Tengo que hablarles ahora de Celia y de Josianne, dos flores brasileñas de lo más granado. Flor blanca la primera ligeramente tostada, pétalos algo carnosos, hojas verdes y lustrosas, y tallo corto, firme y fuerte donde uno quisiera agarrarse. Suele irme con minifalda de las cortitas y con botas hasta la rodilla, ¡mi madre bendita!, bien bonita que me va arreglada. La otra es una flor más morena, medio india y medio mulata, como una orquídea, pero no salvaje, de las cultivadas. Delicada por dentro más que por fuera, su aroma entre cacao y selva, tiene risa de cascabel y es alta. Como una diosa me anda mi Josianne, el suelo tiembla a su paso.

Dos flores como dos soles estas que les cuento que vienen algunos sábados al Caipirinha, pero no todos, que algunos van y me fallan. Y es una pena, porque yo las echo mucho en falta.
Siempre espero a que lleguen para abrirles la puerta de la discoteca y decirles alguna gracia, porque soy peruano y sé cómo hay que hablar a las mujeres y qué contarles. Es mi tierra natal quien me ha lo ha enseñado. Aunque luego he hecho todo lo posible por entrenar ese don natural que, a poco que se trabaje con paciencia y humildad, da sus frutos, les doy mi palabra.

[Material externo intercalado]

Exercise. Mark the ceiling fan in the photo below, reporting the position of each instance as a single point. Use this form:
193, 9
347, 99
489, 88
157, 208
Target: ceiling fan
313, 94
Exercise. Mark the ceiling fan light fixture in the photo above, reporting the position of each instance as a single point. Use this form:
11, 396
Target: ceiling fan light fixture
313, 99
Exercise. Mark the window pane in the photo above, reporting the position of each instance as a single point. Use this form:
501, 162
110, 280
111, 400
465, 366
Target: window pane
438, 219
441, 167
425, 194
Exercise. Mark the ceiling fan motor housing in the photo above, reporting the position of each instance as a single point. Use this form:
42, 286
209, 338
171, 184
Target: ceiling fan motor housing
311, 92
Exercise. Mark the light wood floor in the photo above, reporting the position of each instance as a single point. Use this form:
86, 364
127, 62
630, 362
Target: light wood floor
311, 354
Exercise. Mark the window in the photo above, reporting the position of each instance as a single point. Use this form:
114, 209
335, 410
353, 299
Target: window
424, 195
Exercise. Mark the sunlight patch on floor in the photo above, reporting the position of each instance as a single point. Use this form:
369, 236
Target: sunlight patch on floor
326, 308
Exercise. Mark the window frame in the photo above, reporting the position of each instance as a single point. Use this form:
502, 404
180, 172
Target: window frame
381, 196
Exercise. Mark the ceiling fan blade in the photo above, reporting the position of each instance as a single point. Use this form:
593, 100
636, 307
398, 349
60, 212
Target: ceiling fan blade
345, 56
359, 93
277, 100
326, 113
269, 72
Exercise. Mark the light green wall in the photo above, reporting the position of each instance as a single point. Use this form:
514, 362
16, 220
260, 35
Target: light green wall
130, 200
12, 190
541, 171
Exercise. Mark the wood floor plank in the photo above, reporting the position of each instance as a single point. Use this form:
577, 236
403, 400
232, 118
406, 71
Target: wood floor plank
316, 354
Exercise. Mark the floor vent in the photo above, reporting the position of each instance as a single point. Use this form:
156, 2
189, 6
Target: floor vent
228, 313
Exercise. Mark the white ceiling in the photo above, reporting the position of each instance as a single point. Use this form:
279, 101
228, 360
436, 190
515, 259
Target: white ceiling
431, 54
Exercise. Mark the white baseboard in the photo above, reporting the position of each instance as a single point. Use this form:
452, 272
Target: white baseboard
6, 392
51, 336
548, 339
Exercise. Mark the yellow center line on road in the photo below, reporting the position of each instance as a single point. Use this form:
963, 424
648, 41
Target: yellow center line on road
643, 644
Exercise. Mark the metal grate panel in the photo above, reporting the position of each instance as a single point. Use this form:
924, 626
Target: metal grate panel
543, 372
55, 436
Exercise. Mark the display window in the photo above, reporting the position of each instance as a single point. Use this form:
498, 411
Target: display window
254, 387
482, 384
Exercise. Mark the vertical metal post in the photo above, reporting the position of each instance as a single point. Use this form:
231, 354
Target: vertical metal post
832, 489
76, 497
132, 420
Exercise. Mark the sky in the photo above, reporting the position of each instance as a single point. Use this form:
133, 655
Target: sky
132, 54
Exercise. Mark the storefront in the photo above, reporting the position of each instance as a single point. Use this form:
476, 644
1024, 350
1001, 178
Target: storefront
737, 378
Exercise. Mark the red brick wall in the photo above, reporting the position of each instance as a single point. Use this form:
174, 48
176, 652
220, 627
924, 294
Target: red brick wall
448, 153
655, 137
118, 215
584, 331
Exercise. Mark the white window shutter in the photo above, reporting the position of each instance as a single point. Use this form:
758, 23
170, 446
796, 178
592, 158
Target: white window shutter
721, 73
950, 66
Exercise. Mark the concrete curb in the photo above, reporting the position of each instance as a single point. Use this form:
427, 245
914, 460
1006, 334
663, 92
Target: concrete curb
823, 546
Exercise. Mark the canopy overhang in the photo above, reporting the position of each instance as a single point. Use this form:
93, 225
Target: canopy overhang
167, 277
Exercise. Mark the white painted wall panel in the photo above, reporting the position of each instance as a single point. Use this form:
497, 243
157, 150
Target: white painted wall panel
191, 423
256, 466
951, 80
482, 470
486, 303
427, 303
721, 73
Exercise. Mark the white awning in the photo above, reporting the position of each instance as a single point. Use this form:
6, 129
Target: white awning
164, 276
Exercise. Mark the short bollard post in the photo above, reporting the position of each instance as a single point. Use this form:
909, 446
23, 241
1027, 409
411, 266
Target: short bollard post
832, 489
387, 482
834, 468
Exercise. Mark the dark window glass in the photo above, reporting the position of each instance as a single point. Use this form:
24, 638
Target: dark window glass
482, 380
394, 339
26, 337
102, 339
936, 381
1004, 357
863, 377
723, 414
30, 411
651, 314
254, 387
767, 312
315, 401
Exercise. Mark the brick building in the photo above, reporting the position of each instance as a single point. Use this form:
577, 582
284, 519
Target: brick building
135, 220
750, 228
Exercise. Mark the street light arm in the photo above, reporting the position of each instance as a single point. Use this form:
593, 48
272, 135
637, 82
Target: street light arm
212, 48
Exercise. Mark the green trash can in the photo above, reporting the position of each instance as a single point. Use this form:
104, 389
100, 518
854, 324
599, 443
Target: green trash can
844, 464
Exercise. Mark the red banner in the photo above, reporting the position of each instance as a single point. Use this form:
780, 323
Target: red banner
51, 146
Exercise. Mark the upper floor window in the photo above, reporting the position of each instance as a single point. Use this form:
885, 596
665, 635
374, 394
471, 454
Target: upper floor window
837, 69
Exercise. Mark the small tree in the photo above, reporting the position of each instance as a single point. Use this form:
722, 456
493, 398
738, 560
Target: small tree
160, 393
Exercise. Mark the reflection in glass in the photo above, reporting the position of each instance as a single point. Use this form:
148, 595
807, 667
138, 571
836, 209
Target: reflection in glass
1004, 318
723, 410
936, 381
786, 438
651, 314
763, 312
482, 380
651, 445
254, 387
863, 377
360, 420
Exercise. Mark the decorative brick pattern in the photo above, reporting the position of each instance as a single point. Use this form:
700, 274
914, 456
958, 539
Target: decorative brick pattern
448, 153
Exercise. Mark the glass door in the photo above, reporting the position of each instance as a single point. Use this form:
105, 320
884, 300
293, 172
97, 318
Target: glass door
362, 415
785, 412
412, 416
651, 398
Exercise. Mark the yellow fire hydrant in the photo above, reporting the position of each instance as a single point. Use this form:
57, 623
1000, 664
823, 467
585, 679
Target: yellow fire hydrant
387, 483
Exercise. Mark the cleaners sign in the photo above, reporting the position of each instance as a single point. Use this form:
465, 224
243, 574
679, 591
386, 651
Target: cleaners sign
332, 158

Pasen mis reinas, pasen. Y Vdes. todos, apártense, dejen paso a estas dos flores con reverencia. Mírenlas qué dignas y qué guapas… “Así les digo cuando las veo a lo lejos, en la cola de entrada. También exclamo en alto “¡Viva o reino do Brasil, señores!” mientras les recojo el ticket y me inclino ante ellas. O, a veces, incluso me insinúo un poco "Mis dos flores brasileñas, diviértanse, pásenlo bien en grande… “… Luego hago una pausa y sigo … “pero si pasa algo, o si no pasa, casi mejor, mis damas, que no pase nada… aquí estoy yo fuera, a su servicio, yo siempre las estaré aguardando…”. Ellas se ríen, claro.

Y es que a todas las mujeres les encanta que les hablen y les digan cosas hermosas, suaves o hasta picantes, que les recuerden lo que son, siempre flores delicadas. Además, por algo hay que empezar con ellas, y ¿qué mejor que las buenas palabras que tantos corazones abren? Luego ya caldeadas por la lisonja y el halago, si se da la ocasión, que puede no darse, vendrán los hechos concretos y exactos si uno tiene la suerte de dar con la flor adecuada y si ésta está dispuesta, que puede no estarlo. Unas veces ocurre y otras no. A qué contarles más, Vdes. ya sabrán de qué les hablo.

Así que es una pena que esté de portero yo aquí casi todos los sábados y no me pueda dedicar a lo que querría y para lo que realmente valgo: a ver si doy con esa mujer a base de intentarlo, que bien que me aplico con los hechos y las palabras. Porque yo no pierdo nunca ni el entusiasmo ni la esperanza. Estoy, además, en el lugar apropiado. Es cierto que habrá muchos gallos en Caipirinha, pero algunos sólo sirven para cacarear o pavonearse como ahora quiero contarles. Por eso los gallos de verdad lo tenemos a menudo mucho más fácil con las flores de lo que a menudo nos imaginamos, con tanto descuidado como hay, con tanto hombre tan torpe, tan poco hábil.